Disruptive Innovators find ways to increase the profitability of the bulk ad market

And to extract the most profit they can from this segment, the disruptors create innovative new solutions that allow them to increase their profit in this segment above what the incumbent networks were able to do.  Now these improvements might still be substantially lower than the average margins of the incumbents — so those incumbents are still going to be content with the decreasing amounts of remaindered ads they are handling.

An example, XooXooX

For example, the XooXooX Internet Ad Network doesn’t try to guess which ads will appeal to its users as incumbent leaders do.  Instead, XooXooX enables its users  to customize and personalize the ads they will  see — so every XooXooX web ad is like a user directed window shopping opportunity for products that the user actually wants to track.

Users are naturally curious to see which product offers their XooXooX Personalized Shopping Assistant found for them based upon their own self-expressed interests. That means these users pay attention to XooXooX ads while ignoring most other web ads that they have no control over.  And this combination of higher awareness and higher interest yields higher purchase rates.

To capitalize on this difference, XooXooX has adopted a different revenue model than the incumbents who rely on CPM and CPC business models. XooXooX uses a CPA model; XooXooX’s profit margin is the difference between what it pays for the unwanted ad space that incumbent Ad Networks eschew, and the revenue it earns from commissions and affiliate fees for products requested by it members, that it shows in those ad spaces.

Win, Win, Win: How the new entrant’s niche begins to grow

As more users fill out personalized XooXooX shopping lists, the purchase rates achieved with XooXooX ads begins to grow. And this enables XooXooX to move up market into higher and higher priced ad space. Moreover, the new incumbents, like XooXooX, establish relationships with advertisers that not only increase the advertisers sales, they also reduce the advertiser’s risk, since ads are only paid for if they generate sales.   This creates a Win-Win opportunity that comes from an alignment of network and advertiser interests that doesn’t exist in the incumbent market, and this will also help the new entrants’ segment to grow.

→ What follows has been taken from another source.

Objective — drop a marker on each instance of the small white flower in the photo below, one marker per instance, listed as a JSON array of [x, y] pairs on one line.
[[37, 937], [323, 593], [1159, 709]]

Similarly, the new entrant now has also established more relationships with its growing user base. Once again, a second Win-Win opportunity arises from the alignment of network and user interests; in this case, the user wants to see only ads that are for products that they are interested in tracking, and the network only wants to show them ads they want to see.

And while the new entrant’s profit margin might be less than the incumbent advertiser’s AVERAGE profit margins, it is still substantially higher than what the mainstream advertisers were earning on that remaindered market they are surrendering.  That marginal improvement in profitability allows new entrants to pay a little more to web publishers for their unsold ad space than the publishers would have received from the incumbents.  And remember the segment that incumbents find hard to monetize due to its heterogeneity is precisely the fastest growing category of web pages!

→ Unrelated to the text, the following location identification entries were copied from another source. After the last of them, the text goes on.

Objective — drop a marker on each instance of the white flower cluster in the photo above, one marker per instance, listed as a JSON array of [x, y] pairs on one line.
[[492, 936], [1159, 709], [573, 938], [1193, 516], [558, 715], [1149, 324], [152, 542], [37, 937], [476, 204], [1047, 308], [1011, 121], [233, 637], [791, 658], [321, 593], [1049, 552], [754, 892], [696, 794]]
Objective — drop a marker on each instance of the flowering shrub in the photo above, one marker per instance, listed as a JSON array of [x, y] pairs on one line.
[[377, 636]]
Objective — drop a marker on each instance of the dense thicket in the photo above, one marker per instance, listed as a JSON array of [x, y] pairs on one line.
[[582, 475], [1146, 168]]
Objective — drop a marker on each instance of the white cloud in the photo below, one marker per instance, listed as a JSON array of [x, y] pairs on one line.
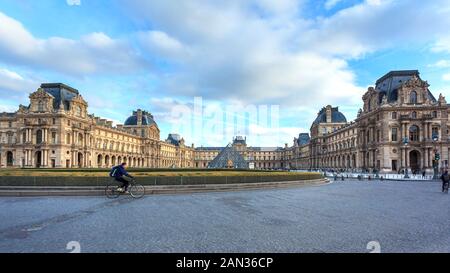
[[92, 53], [73, 2], [161, 44], [446, 77], [441, 64], [13, 85], [329, 4]]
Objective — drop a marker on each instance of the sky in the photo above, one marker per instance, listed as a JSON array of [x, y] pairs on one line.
[[210, 70]]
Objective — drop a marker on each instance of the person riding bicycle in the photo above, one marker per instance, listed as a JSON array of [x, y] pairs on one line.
[[445, 177], [121, 175]]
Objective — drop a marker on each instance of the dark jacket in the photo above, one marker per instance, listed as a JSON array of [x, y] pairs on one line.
[[119, 171]]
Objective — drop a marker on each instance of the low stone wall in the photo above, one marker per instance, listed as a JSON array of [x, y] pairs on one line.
[[149, 180]]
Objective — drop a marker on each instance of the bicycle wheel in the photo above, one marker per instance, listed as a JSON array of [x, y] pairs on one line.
[[111, 190], [137, 190]]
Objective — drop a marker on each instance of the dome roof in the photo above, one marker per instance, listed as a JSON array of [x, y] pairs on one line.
[[303, 139], [336, 116], [146, 119]]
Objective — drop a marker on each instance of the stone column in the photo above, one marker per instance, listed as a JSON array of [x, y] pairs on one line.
[[406, 158], [26, 157], [403, 165]]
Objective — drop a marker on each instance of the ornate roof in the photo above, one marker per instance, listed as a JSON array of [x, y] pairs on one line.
[[336, 116], [389, 84], [174, 139], [62, 93], [303, 139]]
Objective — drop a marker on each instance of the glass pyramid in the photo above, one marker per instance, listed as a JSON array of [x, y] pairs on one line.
[[228, 158]]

The higher price for remaindered ad space attracts more publishers to the new ad network, a third Win-Win opportunity.

The End Game

As the new entrants win over more publishers in the fastest growing content areas, and more advertisers with higher sales, and more web viewers with more personalized ads,  these disruptive innovators start to control more and more of the least profitable (but fastest growing) portion of the mainstream market until ultimately that segment the new entrants control becomes the majority of the total market.

Meanwhile the new entrants are safe from attack from above — since competing in this segment would lower incumbent’s average profit margins.  Instead,  the incumbents watch their AVERAGE profit margins increase as they shed more of the low margin customers. They wind up owning the most profitable segment — search — but it is a smaller percentage of the total market; a total market containing much more hard to monetize content.